We all love the early morning brushing routine right? Standing in front of the mirror, smearing some paste and brushing your teeth for a few minutes for a fresh breath and pearly white teeth. But have you ever paused to think about the origin of the toothpaste? Where did it from? What did our ancestors use? Did they have a good breath and what did their teeth look like?

Well for answers to these questions, we have to go further back into the geniuses of antiquity. That would be the Ancient Egyptians, Babylonians, Greeks and Romans.

Ancient Egypt was once of the most advanced civilizations in antiquity and that splendor did not end in its megalomaniacal buildings. They invented lots of little luxuries ranging from perfumes to breath mints, eye makeup, oils and ointments. With such an eye for hygiene and the aesthetically, it is therefore no surprise that the Ancient Egyptians were also the first to invent some rudimentary toothpaste. As far back as 5000BC, there is evidence that the Ancient Egyptians were using a paste to clean their teeth. It was said to be made of a mixture of pumice, egg shells, myrrh, oxen hooves and ashes and it was powdery. The taste might have been something else but it gave the Egyptians a winning smile.

Next to be bothered by rotten teeth were the Ancient Greeks. Another great civilisation of the antiquity, they made toothpaste that consisted of powdery mixture of oyster shells and crushed bones for powerful cleaning action. In these early days, the focus was more on obtaining pearly white teeth than a fresh breath so you can see these early toothpastes having some really excessive abrasive component. The taste must also have been terrible.

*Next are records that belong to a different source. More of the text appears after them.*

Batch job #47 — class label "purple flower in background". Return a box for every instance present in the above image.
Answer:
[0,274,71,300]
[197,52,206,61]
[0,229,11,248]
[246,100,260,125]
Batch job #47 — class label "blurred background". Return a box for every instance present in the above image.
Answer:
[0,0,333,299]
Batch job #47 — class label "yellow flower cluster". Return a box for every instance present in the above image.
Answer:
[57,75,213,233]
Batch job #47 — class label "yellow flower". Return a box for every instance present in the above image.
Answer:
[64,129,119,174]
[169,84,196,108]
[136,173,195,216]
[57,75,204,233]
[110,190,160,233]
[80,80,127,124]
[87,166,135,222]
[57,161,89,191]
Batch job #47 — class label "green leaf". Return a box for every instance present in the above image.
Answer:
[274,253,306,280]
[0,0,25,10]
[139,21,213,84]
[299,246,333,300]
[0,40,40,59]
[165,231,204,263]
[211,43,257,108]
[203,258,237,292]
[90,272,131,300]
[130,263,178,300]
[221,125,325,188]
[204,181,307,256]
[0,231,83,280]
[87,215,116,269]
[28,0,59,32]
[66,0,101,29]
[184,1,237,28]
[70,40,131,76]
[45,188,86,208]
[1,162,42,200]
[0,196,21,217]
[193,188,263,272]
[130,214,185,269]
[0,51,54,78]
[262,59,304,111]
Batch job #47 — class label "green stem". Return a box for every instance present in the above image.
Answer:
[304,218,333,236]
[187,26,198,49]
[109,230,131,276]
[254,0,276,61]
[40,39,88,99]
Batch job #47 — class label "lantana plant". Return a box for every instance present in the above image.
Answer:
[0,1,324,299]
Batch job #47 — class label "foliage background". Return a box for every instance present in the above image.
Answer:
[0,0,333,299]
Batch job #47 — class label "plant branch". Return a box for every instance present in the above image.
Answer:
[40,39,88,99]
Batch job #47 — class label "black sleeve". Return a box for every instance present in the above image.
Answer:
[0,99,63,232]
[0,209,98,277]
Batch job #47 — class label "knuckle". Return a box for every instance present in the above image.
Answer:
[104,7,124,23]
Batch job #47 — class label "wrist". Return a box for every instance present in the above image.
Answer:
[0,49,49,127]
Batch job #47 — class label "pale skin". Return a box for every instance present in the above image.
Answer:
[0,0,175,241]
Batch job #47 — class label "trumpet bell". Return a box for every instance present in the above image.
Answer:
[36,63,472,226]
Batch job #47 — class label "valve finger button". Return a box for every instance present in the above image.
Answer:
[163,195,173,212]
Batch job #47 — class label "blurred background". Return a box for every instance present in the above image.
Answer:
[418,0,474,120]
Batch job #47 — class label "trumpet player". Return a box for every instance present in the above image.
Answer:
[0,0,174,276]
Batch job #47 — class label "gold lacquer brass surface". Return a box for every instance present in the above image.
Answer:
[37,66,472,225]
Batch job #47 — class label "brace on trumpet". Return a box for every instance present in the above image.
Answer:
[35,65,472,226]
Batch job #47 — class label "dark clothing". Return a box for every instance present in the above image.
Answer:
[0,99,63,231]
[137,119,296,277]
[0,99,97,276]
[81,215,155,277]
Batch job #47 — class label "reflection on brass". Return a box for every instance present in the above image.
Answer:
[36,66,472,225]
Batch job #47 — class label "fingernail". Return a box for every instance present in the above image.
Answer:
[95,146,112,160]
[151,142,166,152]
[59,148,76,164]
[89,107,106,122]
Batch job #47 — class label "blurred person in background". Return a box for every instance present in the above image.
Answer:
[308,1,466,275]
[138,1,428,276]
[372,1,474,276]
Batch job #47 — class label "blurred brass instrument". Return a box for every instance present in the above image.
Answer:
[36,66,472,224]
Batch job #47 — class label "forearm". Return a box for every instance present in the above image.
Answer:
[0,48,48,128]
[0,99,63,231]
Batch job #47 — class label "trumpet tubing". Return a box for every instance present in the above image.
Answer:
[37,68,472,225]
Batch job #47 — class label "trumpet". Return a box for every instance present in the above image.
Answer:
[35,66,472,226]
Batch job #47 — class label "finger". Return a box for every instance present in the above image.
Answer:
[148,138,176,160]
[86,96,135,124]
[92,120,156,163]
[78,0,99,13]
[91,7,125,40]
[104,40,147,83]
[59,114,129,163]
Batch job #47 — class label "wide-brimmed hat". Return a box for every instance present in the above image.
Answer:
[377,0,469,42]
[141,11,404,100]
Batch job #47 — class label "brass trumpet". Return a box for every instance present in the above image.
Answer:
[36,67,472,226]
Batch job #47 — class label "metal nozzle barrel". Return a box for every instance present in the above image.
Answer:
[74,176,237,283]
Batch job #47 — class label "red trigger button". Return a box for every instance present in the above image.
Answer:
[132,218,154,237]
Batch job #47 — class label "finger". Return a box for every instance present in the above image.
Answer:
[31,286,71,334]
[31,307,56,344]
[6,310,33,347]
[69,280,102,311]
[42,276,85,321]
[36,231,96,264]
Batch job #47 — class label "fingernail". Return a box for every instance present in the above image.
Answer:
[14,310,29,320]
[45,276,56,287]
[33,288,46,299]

Next on the line were the Hindu and Chinese civilizations. Their earliest recorded toothpaste usage was around 500BC. The Chinese had a knack for tapping into natural herbs and elements for medicinal uses so the early Chinese toothpaste was formulated from…you guessed it right, ginseng, salt and some herbal mints. We can also see the Chinese beginning to get it right by incorporating some mint action into the formulation. The Chinese toothpaste must therefore have tasted better than the earlier formulations. As terrible as they tasted and as scary as they seem today, these earlier “toothpastes” or more precisely, tooth powders, were considered a luxury item and only the rich could afford them.

This “crudeness” in toothpaste formulation continued until around 1800s when we begin seeing a semblance of the modern toothpaste formulas taking shape. Around this time, people began thinking about more than just the abrasive action. In the early 1800s, soap was added to the formulation and around the 1850s, the alchemists also started packaging their paste in jars.

The first foray into the modern toothpaste-making occurred around 1873 with the founding of Colgate which started mass production of toothpastes for the general population. However, Colgate also struggled to get the formula right. Its earliest products mainly consisted of abrasive elements until the early 20th century. While these had excellent scrubbing action, they also scrapped away bits of the enamel so those obsessed with oral hygiene in these times must have suffered from some tooth sensitivity issues.

In terms of packaging, Colgate soon used toothpaste tubes by the 1890s which replaced the tin jars which was used previously. In 1914, the manufacturers finally got it right by incorporating one of the most important toothpaste ingredients in their formula: fluoride. This was a revolutionary invention because fluoride helps in preventing tooth decay while strengthening the enamel. Since then, fluoride has been added as one of the key ingredients in toothpastes.

There was also another small revolution in the toothpaste packaging. Most of us today are used to plastic toothpaste tubes but your great grandfather must have used toothpaste contained in a metallic tube. That must have required some hard pressing to get the paste out. The lead or tin alloy tubes were only phased out due to the shortage of the metals during World War 2 and also due to health concerns as the lead would sometimes leak into the paste.

Also, until 1945, all toothpastes contained soap! This was also phased out and replaced with other ingredients such as sodium lauryl phosphate that allowed the toothpaste to be formulated into a smooth emulsion or paste. As the formula was refined, the earlier abrasive element in the toothpaste was eventually eliminated. Today’s toothpastes are a smooth emulsion that allows you to brush your teeth vigorously without worrying about peeling off your enamels. In spite of all the advances over the past millennia in toothpaste formulation, the product is still getting refined. Today’s manufacturers are adding extras such as tooth whitening and other special ingredients that contribute to your tooth and gum health.